A once-rising star in the Democratic Party who served nearly 12 years in Congress, Weiner had a dramatic and sordid fall from grace after he sent a lewd picture of himself to a college student over Twitter in 2011.
Weiner initially claimed his account had been hacked, then admitted he'd had inappropriate online interactions with at least six other women while married to top Hillary Clinton aide Huma Abedin.
Weiner resigned from Congress that year but mounted a campaign for New York City mayor in 2013.
But his personal behavior was again his undoing after it was disclosed he sent explicit photos under the alias "Carlos Danger" to at least one woman after resigning from Congress.
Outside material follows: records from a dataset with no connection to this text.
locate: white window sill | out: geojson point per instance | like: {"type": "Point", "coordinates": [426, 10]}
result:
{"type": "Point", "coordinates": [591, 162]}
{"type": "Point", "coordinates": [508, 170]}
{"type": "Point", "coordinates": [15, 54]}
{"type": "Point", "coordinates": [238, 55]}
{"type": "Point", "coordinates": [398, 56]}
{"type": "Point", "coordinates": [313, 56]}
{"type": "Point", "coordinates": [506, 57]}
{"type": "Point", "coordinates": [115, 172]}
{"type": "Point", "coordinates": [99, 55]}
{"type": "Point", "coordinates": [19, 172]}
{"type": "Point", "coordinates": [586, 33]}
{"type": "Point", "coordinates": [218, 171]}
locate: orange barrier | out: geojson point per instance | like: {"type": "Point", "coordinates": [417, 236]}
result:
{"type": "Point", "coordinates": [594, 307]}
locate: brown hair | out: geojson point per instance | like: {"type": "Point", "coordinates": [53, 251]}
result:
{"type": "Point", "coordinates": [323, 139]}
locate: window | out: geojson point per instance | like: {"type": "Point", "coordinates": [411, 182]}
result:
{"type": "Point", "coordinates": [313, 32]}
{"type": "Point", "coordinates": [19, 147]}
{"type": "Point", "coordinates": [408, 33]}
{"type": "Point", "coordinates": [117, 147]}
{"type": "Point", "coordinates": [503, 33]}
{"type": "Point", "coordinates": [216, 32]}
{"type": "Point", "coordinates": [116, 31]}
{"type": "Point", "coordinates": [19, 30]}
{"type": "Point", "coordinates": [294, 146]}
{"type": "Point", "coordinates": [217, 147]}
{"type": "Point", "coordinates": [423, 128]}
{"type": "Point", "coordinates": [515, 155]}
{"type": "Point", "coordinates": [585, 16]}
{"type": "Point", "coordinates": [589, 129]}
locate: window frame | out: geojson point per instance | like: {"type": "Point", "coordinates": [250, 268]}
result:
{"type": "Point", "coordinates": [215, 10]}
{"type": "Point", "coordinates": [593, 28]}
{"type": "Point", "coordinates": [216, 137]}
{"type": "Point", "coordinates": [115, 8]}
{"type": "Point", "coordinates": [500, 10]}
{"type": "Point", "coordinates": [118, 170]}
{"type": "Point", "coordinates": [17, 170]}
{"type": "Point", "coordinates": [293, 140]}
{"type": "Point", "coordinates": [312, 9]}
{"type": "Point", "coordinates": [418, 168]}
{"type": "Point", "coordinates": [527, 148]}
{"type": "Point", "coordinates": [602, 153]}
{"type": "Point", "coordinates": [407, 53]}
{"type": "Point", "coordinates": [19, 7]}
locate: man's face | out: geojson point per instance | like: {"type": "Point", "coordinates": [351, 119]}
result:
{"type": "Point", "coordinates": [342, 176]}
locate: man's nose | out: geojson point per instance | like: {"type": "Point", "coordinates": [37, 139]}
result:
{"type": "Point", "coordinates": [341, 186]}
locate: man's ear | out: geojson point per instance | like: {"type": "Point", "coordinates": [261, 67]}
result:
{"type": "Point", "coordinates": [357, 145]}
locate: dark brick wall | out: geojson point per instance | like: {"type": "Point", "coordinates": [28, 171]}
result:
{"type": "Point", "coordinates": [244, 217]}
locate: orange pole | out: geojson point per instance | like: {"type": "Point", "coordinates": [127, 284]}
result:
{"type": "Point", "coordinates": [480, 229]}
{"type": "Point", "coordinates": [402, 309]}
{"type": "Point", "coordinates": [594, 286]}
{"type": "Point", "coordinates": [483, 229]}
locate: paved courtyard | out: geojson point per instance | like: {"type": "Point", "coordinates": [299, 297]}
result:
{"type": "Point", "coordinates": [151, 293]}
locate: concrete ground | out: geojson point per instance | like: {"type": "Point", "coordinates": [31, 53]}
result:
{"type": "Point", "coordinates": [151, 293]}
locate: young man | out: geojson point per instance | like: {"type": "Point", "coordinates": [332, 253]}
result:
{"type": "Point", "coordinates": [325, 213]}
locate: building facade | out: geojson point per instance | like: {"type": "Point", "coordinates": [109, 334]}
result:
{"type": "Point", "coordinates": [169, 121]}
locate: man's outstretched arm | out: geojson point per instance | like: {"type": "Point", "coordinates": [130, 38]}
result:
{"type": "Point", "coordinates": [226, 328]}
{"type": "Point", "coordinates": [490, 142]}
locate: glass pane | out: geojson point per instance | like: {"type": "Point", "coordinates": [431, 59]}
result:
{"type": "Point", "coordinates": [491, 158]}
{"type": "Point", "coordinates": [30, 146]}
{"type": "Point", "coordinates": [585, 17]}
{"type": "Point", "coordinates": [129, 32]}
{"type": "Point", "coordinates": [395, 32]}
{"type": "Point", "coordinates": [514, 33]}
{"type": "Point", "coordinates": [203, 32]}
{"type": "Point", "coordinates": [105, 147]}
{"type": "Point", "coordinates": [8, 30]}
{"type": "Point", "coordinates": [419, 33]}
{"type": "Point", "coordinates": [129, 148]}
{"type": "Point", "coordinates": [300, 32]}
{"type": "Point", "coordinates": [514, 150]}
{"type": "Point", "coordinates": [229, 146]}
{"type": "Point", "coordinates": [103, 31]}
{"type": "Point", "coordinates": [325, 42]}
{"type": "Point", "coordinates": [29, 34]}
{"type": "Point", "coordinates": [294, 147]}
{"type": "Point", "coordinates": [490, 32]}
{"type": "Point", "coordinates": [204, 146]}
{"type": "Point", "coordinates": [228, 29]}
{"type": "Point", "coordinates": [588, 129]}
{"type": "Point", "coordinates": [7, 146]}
Weiner ultimately garnered less than 5 percent of the vote in the Democratic primary.
His final fall came in 2017 after prosecutors say he sent a series of sexually explicit messages to a North Carolina high school student. Weiner pleaded guilty to transferring obscene material to a minor.
At his sentencing, he said he'd been a "very sick man for a very long time" because of his sex addiction.
Weiner's attorney said the ex-lawmaker likely exchanged thousands of messages with hundreds of women over the years and was communicating with up to 19 women when he encountered the teenager.
Abedin also filed for divorce from Weiner in 2017. But the two, who have a young son together, later agreed to discontinue the case in order to negotiate their separation privately.